Del libro de Twiss lo que más de me ha gustado es la sorpresa del inglés al ver que los españoles liábamos picadura de tabaco para fumar, cosa que los ingleses desconocían: “Muchos españoles fuman el tabaco desmenuzado y envuelto en un pequeño trozo de papel, y llaman a este método de fumar “chupar tabaco en papel”

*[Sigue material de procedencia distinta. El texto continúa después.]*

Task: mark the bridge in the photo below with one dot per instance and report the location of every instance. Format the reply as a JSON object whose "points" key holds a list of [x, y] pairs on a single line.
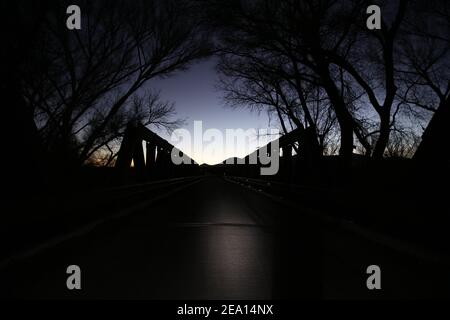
{"points": [[222, 232]]}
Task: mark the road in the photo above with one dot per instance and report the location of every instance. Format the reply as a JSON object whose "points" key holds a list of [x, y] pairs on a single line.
{"points": [[218, 240]]}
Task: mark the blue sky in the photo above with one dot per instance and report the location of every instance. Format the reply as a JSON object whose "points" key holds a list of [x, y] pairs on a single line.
{"points": [[197, 99]]}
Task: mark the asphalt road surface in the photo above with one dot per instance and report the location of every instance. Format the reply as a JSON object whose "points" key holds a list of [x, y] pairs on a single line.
{"points": [[218, 240]]}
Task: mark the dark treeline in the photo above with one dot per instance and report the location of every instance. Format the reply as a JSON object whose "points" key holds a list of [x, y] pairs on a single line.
{"points": [[68, 95]]}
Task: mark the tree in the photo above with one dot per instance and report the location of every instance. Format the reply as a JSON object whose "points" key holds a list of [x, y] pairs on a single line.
{"points": [[81, 90]]}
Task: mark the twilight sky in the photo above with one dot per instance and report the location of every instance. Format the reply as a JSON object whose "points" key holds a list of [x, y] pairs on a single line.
{"points": [[197, 99]]}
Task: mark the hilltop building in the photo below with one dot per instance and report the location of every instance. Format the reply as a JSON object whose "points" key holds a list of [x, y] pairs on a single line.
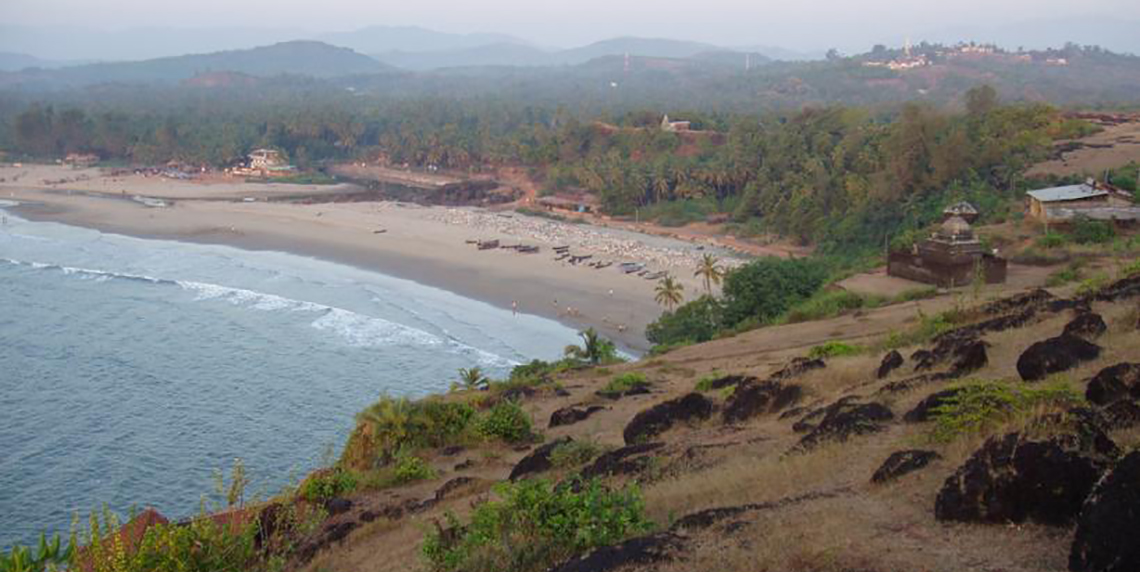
{"points": [[1090, 199], [674, 127], [952, 256]]}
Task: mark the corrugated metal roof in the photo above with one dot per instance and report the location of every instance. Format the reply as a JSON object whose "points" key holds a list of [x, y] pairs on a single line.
{"points": [[1067, 193]]}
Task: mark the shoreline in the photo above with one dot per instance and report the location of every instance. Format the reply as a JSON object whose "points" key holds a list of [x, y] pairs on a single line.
{"points": [[425, 245]]}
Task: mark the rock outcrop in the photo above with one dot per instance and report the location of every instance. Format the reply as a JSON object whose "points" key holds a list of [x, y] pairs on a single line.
{"points": [[1012, 479], [1107, 531], [662, 416], [902, 463], [1055, 354]]}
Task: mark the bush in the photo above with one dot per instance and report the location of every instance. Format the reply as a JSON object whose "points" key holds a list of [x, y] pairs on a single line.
{"points": [[536, 525], [1090, 231], [624, 383], [506, 421], [766, 287], [979, 407], [324, 485], [833, 350], [691, 323], [409, 467], [573, 454]]}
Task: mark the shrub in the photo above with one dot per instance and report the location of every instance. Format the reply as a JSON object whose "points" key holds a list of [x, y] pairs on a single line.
{"points": [[409, 467], [47, 556], [536, 525], [327, 484], [979, 407], [1091, 231], [833, 350], [573, 454], [625, 382], [766, 287], [506, 421], [691, 323]]}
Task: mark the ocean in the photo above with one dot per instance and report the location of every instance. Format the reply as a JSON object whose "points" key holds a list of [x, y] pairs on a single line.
{"points": [[131, 369]]}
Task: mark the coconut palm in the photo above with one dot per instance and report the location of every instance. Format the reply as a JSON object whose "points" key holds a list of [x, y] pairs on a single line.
{"points": [[669, 293], [709, 270], [473, 378]]}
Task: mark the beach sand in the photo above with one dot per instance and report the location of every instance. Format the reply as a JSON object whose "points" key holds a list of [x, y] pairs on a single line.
{"points": [[422, 244]]}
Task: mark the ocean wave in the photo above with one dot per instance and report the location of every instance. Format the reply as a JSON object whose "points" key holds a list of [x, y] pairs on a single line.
{"points": [[356, 329]]}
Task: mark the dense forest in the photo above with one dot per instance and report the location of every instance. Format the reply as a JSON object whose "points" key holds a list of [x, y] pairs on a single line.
{"points": [[830, 176]]}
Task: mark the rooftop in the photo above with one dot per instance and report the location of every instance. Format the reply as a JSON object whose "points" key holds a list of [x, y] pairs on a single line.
{"points": [[1067, 193]]}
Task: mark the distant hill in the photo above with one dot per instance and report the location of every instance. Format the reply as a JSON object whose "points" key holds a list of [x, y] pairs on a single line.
{"points": [[412, 39], [308, 58]]}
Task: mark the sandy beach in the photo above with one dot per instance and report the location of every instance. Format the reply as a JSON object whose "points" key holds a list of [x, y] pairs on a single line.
{"points": [[429, 245]]}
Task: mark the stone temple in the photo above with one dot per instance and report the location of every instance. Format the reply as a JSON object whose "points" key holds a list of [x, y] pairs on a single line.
{"points": [[952, 256]]}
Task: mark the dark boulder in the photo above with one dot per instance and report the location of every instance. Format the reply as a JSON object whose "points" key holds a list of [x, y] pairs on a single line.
{"points": [[890, 362], [338, 506], [902, 463], [1107, 530], [925, 409], [662, 416], [1055, 354], [796, 368], [1086, 325], [754, 399], [571, 415], [1011, 479], [538, 460], [844, 419], [657, 547], [627, 460], [1114, 383]]}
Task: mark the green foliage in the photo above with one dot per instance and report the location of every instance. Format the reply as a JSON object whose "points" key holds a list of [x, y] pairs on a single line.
{"points": [[47, 557], [201, 546], [624, 383], [409, 467], [506, 421], [594, 349], [536, 525], [980, 407], [575, 452], [766, 287], [327, 484], [692, 323], [833, 350], [1091, 231]]}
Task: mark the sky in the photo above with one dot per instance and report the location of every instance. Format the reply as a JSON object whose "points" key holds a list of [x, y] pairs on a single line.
{"points": [[805, 24]]}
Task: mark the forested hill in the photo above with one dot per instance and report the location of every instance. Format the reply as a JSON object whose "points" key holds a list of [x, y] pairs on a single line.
{"points": [[308, 58]]}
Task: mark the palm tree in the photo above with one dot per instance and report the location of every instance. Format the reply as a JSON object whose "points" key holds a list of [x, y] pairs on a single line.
{"points": [[710, 270], [669, 293], [594, 349], [473, 378]]}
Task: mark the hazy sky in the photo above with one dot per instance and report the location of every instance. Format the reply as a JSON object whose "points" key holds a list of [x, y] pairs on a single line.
{"points": [[804, 24]]}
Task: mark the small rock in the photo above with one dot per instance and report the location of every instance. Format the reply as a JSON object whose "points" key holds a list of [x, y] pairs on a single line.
{"points": [[1011, 479], [890, 362], [1114, 383], [1106, 532], [754, 399], [902, 463], [844, 419], [662, 416], [1086, 325], [921, 411], [1055, 354], [538, 460], [571, 415]]}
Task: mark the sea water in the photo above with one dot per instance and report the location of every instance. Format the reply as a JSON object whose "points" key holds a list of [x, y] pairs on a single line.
{"points": [[131, 369]]}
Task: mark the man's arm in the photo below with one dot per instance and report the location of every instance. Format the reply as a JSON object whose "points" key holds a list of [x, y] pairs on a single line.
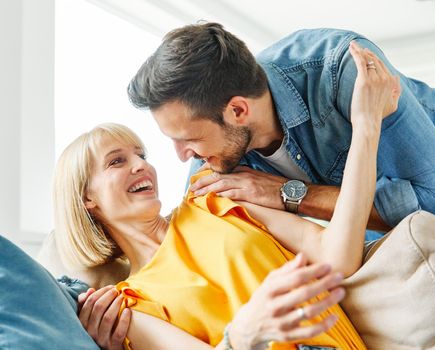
{"points": [[263, 189]]}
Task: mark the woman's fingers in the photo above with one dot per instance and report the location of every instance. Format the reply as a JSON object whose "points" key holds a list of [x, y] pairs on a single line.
{"points": [[89, 301], [108, 321]]}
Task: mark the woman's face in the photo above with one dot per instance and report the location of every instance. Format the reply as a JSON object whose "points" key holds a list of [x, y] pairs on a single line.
{"points": [[123, 185]]}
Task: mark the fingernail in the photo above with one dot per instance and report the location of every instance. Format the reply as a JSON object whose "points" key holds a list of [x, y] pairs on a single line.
{"points": [[338, 277]]}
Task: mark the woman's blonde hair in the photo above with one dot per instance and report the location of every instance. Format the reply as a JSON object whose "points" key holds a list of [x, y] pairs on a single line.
{"points": [[82, 241]]}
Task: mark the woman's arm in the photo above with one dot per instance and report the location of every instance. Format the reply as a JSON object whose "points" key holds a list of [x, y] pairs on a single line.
{"points": [[341, 243], [271, 313]]}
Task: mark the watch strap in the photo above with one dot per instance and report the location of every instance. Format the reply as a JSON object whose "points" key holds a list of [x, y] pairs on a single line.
{"points": [[291, 207]]}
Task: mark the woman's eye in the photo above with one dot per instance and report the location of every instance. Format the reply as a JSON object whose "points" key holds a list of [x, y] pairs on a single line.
{"points": [[116, 161]]}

La nómina de trotamundos que narran su experiencia al visitar España es amplia, ejemplos son los ingleses Henry Swinburne (1743- 1803) en “Travels trough Spain, in the Years 1775 and 1776”; Richard Ford, (1796 - 1858) en “A handbook for travellers in Spain”; John Talbot Dillon, (1740- 1805) en “Travels through Spain”, o de habla francesa como Justin Cénac-Moncaut, (1814-1871) en “L’Espagne inconnue” de 1861; Alexandre de Laborde, (1773-1842) en “Voyage pittoresque et historique de l'Espagne”; Jean-Marie-Jérôme Fleuriot, (1749-1807) en “Voyage en Espagne” de 1796. No creo necesario insistir en este tema, pues en general no aportan nada nuevo. Los toros sorprendían y en la mayoría de los casos apasionaban a los viajeros que recorrían España.

LETRAS DE NUESTRA TIERRA.

Serafín Estébanez Calderón (1799-1867) escritor costumbrista y crítico taurino bajo la firma "El Solitario" en los diarios “El Correo Nacional” y “El espectador” de 1841 a 1843, comentó en sus crónicas la suelta de perros. En algunos casos éstas eran un verdadero desastre y en este caso el periodista termina proponiendo que el perrero llegue a ministro del gobierno

"El cuarto fue de Harranz, negro y casi manco, condición que no agradará nunca a los españoles, a pesar de los esfuerzos de ciertas gentes. (...) El público pidió perros y los perros salieron, pero era tal la mansedumbre del toro, que transmitió su benignidad a los contrarios ladradores. No se ha visto espectáculo igual; el toro mosqueándose y los perros saltándole a los lados que parecía cosa ensayada. Hubo quien quiso pedir perros para los perros, pero no siendo esto costumbre salieron los cabestros y se llevaron al toro manso. (…) Indudablemente no había perros de reserva, pues no los vimos salir, a pesar de que los tres que acometieron al toro no le quisieron sujetar. El lance es que como en España se ofrece lo que no se puede cumplir y todo se hace al revés, el amo de los perros que no tenía en la traílla más de tres, y estos sin presa y flojos, era el que más instaba para esta suerte; "¡bendito seas, perrero del alma, que no sé cómo no te encuentras ya de ministro!"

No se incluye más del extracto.